The air is damp and heady, carrying the aroma of moss and wet drywall. The Lost Man smiles weakly as he remembers stealing sips of his parents’ wine. They must have known, of course, and yet he and his brother felt so proud of their mischief. But whatever remnants there are of the wine collection are now unrecognizable and shattered in the corner. The Lost Man closes his eyes and leans his head against the decaying frame. He hears the deep groan of overgrown trees swaying in the wind and pressing into the eaves of the house. But here, below the earth, he is almost able to pretend that his childhood is back. He can imagine that to descend the stairs would be to step back to a time when his brother was alive, when his mother didn’t cry and when his father loved him. Whereas only moments ago he wished to sleep and never wake again, things were different now. He would stay awake as long as possible, wrestling this small shimmer of peace into submission.

9. Glass Phantoms

“Shattered glass in the light!

Apparition of thought in my mind!

Clarity caught in my throat!

Oh, It hurts to know!”

The Lost Man’s addiction to control fails him. He ascends the stairs, exits the house and finds himself standing in the spot where his father knelt so many years ago. Guilt masked by anger grabs him by the chest and he curses the earth beneath him. The death of his brother rises to the surface of his mind like a cloud of locusts swarms a field, ripping and tearing until hunger is satiated. He clutches a stone and sees the ghostly effigy of his father’s hand doing the same. Images of the tragedy that took his brother away flood the Lost Man, and he remembers the fury of his father as the truth was laid bare. But . . . what was it, that grave mistake that manifested by his own actions? The memory is too far in the ground, buried under broken glass and isolation. But this time will be different. This time he will not be cast aside. He is home, and he would rather die than suffer the loss of his past for a second time.

10. A Vagabond’s Lament

“For a shadow to be cast,

There a man must stand.

But on the pulled up floors

Of my childhood

Below me –

A sunbleached love of the past!”

Minutes or hours have passed, but it doesn’t matter anymore. All doors to the trap of the Lost Man’s mind have been sealed and the windows have been shut. The sun no longer peeks through the windows. There is no shadow where he stands. In the squall of regret and longing, the Lost Man has ceased to be. He finds himself back in the living room, but it means nothing. None of these walls are the same that guarded him as he grew. The floors are not the same as those that carried him when he was young. There is nothing but unattached objects of no relationship, and he is nothing more than a coincidence. A fleeting formation of matter. A sharp and stinging smell fills all empty spaces. A small spark roars its dominance. The Lost Man falls backwards onto the floor and gives himself completely to the closure of flame.
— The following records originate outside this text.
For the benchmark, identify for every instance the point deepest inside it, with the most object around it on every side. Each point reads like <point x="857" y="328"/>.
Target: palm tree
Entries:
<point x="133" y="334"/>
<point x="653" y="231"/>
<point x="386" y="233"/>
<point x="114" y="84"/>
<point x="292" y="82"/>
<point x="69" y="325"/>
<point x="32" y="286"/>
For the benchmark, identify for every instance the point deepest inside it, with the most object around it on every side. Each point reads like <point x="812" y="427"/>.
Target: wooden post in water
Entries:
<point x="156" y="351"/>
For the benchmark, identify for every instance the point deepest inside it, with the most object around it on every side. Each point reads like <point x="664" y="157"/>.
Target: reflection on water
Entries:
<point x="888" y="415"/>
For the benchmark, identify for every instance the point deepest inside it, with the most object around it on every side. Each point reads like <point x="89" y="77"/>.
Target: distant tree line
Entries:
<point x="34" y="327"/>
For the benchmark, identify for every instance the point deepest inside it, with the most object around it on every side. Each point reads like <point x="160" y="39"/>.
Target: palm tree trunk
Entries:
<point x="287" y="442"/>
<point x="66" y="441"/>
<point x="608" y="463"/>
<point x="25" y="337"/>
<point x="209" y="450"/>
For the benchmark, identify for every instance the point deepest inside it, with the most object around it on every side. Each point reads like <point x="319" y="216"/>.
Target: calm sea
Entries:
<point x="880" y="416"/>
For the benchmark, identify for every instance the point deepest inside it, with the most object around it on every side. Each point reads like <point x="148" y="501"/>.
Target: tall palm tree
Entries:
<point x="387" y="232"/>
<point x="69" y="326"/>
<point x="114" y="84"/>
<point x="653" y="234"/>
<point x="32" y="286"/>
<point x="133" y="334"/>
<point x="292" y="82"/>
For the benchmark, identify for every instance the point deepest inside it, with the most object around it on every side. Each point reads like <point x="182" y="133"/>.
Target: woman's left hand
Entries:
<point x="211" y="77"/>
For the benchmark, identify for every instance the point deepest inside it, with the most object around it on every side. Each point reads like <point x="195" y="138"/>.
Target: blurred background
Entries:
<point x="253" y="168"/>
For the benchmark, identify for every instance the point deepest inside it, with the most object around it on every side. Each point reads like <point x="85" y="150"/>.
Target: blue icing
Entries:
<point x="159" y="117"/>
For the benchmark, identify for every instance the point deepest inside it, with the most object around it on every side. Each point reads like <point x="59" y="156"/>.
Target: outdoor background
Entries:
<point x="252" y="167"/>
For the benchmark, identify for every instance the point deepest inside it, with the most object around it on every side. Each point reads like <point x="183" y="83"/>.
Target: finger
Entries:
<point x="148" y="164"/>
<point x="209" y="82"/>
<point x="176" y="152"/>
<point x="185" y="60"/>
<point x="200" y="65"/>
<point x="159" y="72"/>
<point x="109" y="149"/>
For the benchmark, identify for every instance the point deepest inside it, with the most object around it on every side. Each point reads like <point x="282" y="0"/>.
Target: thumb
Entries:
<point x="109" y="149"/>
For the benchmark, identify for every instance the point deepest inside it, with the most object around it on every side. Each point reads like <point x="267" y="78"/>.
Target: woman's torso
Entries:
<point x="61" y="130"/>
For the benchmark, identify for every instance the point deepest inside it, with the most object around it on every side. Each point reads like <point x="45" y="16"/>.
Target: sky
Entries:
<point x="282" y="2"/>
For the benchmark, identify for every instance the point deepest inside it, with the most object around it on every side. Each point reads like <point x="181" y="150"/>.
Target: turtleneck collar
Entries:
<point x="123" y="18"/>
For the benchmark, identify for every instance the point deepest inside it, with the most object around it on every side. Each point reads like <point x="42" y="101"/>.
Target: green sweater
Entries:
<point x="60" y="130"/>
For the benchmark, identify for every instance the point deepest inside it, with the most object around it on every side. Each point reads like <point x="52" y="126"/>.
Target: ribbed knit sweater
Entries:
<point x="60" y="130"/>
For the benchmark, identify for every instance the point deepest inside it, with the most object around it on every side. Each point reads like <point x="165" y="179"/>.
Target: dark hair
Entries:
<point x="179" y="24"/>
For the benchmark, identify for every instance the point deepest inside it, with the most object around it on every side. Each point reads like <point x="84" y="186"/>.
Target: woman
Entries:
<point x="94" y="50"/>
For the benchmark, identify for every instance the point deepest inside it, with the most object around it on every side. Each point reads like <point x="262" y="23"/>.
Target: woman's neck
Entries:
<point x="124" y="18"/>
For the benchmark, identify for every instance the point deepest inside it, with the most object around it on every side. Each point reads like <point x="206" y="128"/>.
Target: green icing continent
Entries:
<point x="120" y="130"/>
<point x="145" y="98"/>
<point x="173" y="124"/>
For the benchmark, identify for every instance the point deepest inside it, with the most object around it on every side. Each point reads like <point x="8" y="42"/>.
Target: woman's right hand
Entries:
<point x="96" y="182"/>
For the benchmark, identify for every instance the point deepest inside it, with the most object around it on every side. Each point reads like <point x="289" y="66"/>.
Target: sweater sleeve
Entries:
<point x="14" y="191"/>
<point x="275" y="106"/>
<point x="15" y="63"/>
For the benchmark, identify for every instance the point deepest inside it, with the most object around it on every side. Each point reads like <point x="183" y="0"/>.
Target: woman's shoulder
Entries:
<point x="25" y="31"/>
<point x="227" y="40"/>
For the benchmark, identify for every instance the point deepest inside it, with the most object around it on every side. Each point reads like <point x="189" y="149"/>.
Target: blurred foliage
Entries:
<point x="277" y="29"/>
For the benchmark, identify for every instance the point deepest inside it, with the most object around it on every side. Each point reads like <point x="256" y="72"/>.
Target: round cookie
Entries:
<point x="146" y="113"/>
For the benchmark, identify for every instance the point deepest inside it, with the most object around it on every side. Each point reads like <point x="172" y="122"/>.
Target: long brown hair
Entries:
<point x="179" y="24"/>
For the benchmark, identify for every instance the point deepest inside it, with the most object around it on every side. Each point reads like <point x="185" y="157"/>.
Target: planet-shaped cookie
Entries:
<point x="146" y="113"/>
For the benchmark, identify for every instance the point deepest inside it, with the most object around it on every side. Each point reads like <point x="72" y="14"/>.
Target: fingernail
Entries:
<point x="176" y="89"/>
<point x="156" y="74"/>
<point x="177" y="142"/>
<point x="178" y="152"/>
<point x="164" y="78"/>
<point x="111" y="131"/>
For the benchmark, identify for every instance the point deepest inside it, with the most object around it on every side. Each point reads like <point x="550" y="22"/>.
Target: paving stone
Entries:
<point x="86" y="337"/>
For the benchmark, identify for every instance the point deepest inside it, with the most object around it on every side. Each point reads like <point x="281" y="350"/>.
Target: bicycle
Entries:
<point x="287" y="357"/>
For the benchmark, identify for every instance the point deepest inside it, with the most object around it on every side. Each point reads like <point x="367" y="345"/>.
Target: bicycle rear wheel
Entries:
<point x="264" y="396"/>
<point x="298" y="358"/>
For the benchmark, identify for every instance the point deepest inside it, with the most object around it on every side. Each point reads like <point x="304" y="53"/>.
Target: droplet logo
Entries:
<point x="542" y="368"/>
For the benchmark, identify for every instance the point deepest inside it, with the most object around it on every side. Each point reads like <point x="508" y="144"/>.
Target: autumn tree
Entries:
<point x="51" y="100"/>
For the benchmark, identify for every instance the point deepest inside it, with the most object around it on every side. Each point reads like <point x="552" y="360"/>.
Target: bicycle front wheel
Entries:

11. Beyond The Passage of Ember

“As a curling silhouette

I can finally let go.”

 Fire climbs the walls and licks the ceiling. The Lost Man watches as the flames feed on the last remnants of his memory. The paint bubbles and pulls from the walls and the bones of the home creak and groan. Laying back, he sees black smoke crawling from room to room, and he smiles softly. A tall flame grows in the doorway and he laughs softly. As though the pillar of light is the spirit of someone he once knew, he asks it to take him home. To tell his family that he is coming to them. His shadow flutters on the wall behind him, but the old structure gives way under the heat and hunger of the now blazing inferno. The roof caves in, as does the ground below him. He is swallowed into the depths of his home, and into the crater of his dying mind.

The night passes and the sun rises. There is no man. There is no home. There is only the dirge of insects who do not mourn a human’s passing, and the earth continues to be as it was.